On Fri, Mar 04, 2011 at 04:12:59AM -0500, Marc Kramis wrote:
> Hi All
> I'm experiencing a very strange network problem that occurs every four
> to six weeks and lasts for approximately one hour. I can not manually
> provoke the problem and, during this very hour, I can not resolve it
> even with rebooting the server. Even stranger, two physically separated
> servers suffer from the same problem at the same time. Both servers use
> nginx as SSL reverse proxy. Each server has disjunct domains to handle.

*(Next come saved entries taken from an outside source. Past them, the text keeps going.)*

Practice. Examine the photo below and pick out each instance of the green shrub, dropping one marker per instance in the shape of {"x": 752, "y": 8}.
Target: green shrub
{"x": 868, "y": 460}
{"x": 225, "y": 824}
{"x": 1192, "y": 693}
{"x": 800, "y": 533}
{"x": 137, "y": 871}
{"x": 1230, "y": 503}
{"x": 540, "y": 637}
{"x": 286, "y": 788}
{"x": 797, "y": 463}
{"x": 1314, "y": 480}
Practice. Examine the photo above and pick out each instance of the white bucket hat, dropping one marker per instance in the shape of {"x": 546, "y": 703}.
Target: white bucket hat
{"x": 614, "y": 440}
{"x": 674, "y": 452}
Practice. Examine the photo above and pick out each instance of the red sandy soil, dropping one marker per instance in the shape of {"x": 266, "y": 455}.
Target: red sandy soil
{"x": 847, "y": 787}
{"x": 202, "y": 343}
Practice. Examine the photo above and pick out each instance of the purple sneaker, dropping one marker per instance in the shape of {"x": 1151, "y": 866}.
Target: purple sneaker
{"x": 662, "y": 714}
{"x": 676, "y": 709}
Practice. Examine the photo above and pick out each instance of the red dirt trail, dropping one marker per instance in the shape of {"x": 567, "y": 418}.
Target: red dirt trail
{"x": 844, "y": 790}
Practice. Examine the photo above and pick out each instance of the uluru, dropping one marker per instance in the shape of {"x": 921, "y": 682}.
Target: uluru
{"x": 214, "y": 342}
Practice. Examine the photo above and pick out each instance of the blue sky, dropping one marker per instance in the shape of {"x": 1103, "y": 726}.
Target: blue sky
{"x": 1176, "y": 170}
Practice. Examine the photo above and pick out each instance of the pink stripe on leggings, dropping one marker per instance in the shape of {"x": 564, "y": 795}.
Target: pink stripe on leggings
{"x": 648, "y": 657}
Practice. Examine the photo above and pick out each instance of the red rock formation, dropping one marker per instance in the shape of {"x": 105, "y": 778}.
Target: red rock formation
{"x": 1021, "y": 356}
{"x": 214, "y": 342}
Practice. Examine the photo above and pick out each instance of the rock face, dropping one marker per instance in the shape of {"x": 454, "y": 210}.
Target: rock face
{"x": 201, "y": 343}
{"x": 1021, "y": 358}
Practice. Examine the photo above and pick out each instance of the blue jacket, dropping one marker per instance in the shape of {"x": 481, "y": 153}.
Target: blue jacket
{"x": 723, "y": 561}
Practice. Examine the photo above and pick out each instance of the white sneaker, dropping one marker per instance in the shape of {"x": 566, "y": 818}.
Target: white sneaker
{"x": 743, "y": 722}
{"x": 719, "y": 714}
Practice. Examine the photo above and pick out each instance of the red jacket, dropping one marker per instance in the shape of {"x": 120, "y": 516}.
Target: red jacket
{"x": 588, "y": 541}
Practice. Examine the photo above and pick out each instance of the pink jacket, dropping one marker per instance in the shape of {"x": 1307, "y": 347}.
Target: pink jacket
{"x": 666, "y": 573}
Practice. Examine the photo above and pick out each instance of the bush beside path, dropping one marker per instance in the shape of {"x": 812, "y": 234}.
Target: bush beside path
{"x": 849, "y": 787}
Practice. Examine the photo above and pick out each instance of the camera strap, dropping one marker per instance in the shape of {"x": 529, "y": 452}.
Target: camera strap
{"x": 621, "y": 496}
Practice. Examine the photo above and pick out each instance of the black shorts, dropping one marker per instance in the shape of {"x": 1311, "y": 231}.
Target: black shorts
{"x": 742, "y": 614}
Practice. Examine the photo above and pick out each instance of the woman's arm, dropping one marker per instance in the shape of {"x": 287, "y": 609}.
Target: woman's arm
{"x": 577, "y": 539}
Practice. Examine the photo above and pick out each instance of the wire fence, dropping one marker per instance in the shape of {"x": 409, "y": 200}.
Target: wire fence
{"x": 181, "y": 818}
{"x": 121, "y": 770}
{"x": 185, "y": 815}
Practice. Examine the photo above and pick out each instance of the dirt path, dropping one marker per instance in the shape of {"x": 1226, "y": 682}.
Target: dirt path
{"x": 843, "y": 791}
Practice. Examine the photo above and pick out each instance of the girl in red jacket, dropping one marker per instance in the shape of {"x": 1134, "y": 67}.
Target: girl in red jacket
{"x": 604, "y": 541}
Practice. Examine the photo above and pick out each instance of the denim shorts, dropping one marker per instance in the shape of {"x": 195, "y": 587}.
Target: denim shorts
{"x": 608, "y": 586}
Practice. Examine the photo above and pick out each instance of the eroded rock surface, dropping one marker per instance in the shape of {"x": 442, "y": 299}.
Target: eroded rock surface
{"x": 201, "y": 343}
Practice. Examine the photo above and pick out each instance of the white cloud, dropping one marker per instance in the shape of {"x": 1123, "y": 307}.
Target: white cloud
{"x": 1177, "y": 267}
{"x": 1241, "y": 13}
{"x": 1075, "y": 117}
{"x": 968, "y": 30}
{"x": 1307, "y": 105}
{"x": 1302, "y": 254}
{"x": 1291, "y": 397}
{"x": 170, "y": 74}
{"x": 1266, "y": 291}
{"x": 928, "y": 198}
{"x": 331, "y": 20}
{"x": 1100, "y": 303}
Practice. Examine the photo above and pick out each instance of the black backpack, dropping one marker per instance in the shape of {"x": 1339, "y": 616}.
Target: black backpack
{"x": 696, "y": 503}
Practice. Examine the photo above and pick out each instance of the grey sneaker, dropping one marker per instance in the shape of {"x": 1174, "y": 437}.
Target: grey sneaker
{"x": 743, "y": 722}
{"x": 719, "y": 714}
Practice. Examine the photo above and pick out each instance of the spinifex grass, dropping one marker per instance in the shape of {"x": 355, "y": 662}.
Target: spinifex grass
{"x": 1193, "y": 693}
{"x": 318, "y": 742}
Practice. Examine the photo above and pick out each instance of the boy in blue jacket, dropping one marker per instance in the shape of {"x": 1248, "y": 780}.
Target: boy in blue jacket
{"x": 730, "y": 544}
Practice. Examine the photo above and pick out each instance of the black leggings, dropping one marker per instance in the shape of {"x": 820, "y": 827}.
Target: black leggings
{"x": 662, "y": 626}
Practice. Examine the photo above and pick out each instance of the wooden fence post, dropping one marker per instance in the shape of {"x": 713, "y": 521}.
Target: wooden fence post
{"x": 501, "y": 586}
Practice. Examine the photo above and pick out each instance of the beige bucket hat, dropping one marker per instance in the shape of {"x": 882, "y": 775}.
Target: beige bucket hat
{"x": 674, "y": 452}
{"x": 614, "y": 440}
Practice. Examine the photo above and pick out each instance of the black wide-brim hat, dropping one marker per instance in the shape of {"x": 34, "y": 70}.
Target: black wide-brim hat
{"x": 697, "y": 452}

> During one hour, we just see: Nginx - Gateway Timout. After one hour, it
> suddenly works again. It started around four months ago. Note that all
> other network traffic is not affected, only nginx HTTPS and HTTP.
> So, what's in common with both servers:
> 1) Hardware (UltraSPARC T2 Plus).
Some endianness issue?...
> 2) OS (Solaris 10 U9 latest patch level).
> 3) Time (both servers use the exact same NTP-controlled time).
> 4) Switch.
> 5) Firewall (I replaced the firewall four weeks ago, the error still
> just appeared).
> 6) Nginx 0.8.46-0.8.54, same configuration but for different domains
> internally hosted at different servers, compiled with Solaris OpenSSL.
> I observed that nginx, during this mysterious hour, mistakenly proxies
> the requests back to the original IP on random ports instead of the
> proxy IP and that these requests are blocked by the firewall.
> Because two different machines are affected at the same time and it
> cannot be resolved by a restart of nginx or a reboot of the whole
> server, and it resolves itself after approximately one hour, my guess is
> that some time-dependent error occurs in nginx.
> I will replace nginx with apache to verify the problem actually is nginx
> and not the OS, switch are whatever and then wait and hope :-)
> Does anyone have an idea how to locate or investigate this problem?
You may want to follow http://wiki.nginx.org/Debugging and provide
config and debug log (if you are able to obtain one), as well as
nginx -V output. This may help to investigate the problem if the
issue is actually in nginx.